Reputation: 41
I have created several hostgroups in nagios and each hostgroup consists of several hosts. Hosts carry applications which are monitored by service checks, always at least 7 or more per application. Thus my problem is: when lets say application on host A in hostgroup "Testing" is going down I suddenly receive about 7 notifications describing that every of 7 controls of application on host A in hostgroup "Testing" is in critical state.
What I would like nagios to configure is to send one notification that service check of, for instance, message count is in critical state on host A and then maximum of one more notification that hostgroup "Testing" is down. This way I do not get notified 7times and I know that I have to fix problems on specific host in specific hostgroup. This way it is more clear what problem to solve.
To add another example: When application on host A goes down and I receive lets say 10 notifications, few seconds later http_checks will start to notify me as well because apache does not recevie data from application which is down. So I end up solving one problem and receive about 20 or more notification. What I would appreciate is maximum of 4 notifications. One from one service check on host A and one per hostgroup in which host A is and then the same per hostgroup where is apache. Or if they are in the same hostgroup there would be just 2 notifications at all.
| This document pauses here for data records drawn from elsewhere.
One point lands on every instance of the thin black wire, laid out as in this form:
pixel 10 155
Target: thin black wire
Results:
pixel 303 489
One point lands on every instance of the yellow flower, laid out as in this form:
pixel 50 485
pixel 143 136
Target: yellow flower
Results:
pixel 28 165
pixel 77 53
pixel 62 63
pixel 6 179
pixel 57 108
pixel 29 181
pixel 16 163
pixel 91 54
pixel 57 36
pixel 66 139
If similar problem occures in another hostgroup at the same time I would again know that there are two hostgroups with problem to fix. Current situation however is that I receive about 50 notifications and get confused where to start and what the real problem is.
Is anyone of you facing similar problem? I was looking quite a long time to any similar topic to solve the problem. I tryed to use dependencies but did not find way to configure nagios to the situation I described above. Parent - child relationship can be used only per hosts. Escalation does not solve this problem at all.
Maybe I just missed some information in documentation regarding this configuration. Would appreciate any advice.
Upvotes: 4
Views: 6491
Reputation: 1482
Nagios can do this with Service Dependency checks. See: http://nagios.sourceforge.net/docs/nagioscore/3/en/dependencies.html
But it's a real pain to set up and keep managed. I found the simplest solution was to use the fact that NRPE commands (defined on the target host), can execute a nearly unlimited number of actual checks. All via a single Nagios service check. I 'bundle' all the checks for a single application (process up/down, various log scraps, log ages, etc.) so that each individual applications has only a single check. The check results tell you which check has failed.
Upvotes: 2